Ekiti state Governor, Dr Kayode Fayemi has identified distrust and suspicion among socio ethnic groups in Nigeria as major bane of the country’s development.
Dr Fayemi, in a lecture titled; Unfinished Greatness, Towards More Perfect Union in Nigeria, on the 50th Anniversary of the
Centre for Historical Documentation and Research (Arewa House), Kaduna on Saturday, was of the view that the amalgamation of Nigeria by British imperialists was a right step in a right direction.
Dr Fayemi, noted that “despite the challenges that we have faced as a nation, which we sometimes unfairly exaggerate, it is important for us to constantly bear in mind that nation building is a slow and dynamic process.
“The awareness that nothing in nation-building is finalised should give us hope and challenge us to do better and constantly look for ways and means to build a better country, by experimentation and learning, trial and errors, setting and resetting.
“And this is why the operative framework of any nation is never intended as a divinely inspired scripture. Most of the challenges that we face today could not have been envisaged in 1999. But we must see these challenges as opportunities to test our governance system and its responsive capacity to issues of national co-existence.
“The integrity of our governance and administrative system must be continually measured in terms of its ability to deliver the greater good to the greatest number of our people. If it is not able to do this, we must be willing to press the reset button and ask ourselves why is the system that we all must submit to not working for us all?
“However, for us to constructively confront these issues, we must start by first conquering the demon of mutual suspicion and distrust that has poisoned our politics and subverted our will to achieve the necessary consensus that is so crucial to marching confidently towards our destiny as a great nation.

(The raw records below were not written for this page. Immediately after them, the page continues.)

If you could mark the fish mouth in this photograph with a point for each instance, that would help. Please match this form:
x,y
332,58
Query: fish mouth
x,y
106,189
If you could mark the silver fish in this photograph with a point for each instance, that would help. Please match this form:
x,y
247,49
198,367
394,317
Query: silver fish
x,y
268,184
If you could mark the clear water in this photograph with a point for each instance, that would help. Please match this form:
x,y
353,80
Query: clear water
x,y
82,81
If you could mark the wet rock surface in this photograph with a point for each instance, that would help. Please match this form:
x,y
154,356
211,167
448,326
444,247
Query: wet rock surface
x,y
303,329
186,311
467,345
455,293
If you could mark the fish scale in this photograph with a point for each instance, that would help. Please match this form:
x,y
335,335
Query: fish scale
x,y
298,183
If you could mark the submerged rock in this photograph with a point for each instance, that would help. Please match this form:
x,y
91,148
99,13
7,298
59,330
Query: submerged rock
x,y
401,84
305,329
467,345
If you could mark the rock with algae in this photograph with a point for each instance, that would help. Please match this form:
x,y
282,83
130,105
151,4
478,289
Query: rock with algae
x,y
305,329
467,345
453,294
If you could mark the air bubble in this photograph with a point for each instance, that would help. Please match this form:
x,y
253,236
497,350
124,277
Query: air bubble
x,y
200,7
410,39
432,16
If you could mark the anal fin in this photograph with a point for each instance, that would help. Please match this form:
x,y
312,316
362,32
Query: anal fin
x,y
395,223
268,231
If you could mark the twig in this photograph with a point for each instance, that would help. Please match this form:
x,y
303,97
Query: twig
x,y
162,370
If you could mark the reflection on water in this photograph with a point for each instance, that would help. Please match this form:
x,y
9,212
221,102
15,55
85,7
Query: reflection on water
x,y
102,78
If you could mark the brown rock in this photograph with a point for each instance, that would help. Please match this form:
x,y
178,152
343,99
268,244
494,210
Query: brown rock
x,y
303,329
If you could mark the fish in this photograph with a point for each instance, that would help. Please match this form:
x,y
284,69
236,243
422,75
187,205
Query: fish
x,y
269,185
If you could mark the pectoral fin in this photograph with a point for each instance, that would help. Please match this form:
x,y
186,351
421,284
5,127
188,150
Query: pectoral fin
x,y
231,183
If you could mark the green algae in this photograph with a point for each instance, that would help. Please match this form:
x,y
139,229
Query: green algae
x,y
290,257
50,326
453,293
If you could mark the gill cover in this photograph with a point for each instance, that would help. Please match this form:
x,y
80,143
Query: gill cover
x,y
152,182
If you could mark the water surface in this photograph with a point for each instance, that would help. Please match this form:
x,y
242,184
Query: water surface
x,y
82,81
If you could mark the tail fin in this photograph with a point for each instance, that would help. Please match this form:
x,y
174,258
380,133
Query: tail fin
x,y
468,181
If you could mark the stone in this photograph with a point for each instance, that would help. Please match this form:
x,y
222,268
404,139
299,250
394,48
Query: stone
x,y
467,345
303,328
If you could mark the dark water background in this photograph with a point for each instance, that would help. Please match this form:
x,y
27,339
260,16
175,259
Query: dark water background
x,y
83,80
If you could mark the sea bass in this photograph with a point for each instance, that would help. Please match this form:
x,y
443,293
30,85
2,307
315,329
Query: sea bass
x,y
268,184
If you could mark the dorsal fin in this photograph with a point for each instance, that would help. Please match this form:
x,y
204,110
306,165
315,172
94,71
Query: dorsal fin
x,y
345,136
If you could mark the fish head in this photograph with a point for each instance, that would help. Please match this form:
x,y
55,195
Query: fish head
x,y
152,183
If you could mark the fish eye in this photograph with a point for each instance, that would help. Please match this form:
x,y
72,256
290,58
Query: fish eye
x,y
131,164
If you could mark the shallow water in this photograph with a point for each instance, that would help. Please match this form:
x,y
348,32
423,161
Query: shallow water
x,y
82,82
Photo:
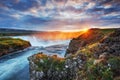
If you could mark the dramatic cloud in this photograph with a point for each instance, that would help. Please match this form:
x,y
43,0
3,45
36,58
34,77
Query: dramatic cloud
x,y
59,14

“If we do this, we would have scaled the major obstacle to forging a great nation out of this colonial creation and show the world that we are finally ready to embrace our true destiny as the hope of all black people everywhere.”
According to him, important as the power of leadership is, until and unless we recompose the Nigerian State and make it derive her original consent and legitimacy from the people, then we labour in vain.
“Contrary to the pretensions of neo-liberal economists, without a modern state there cannot be an economy or society; therefore, before public governance, there must be a modern state in the real sense. A predatory state cannot give birth to proper public governance and a sense of justice and fairness.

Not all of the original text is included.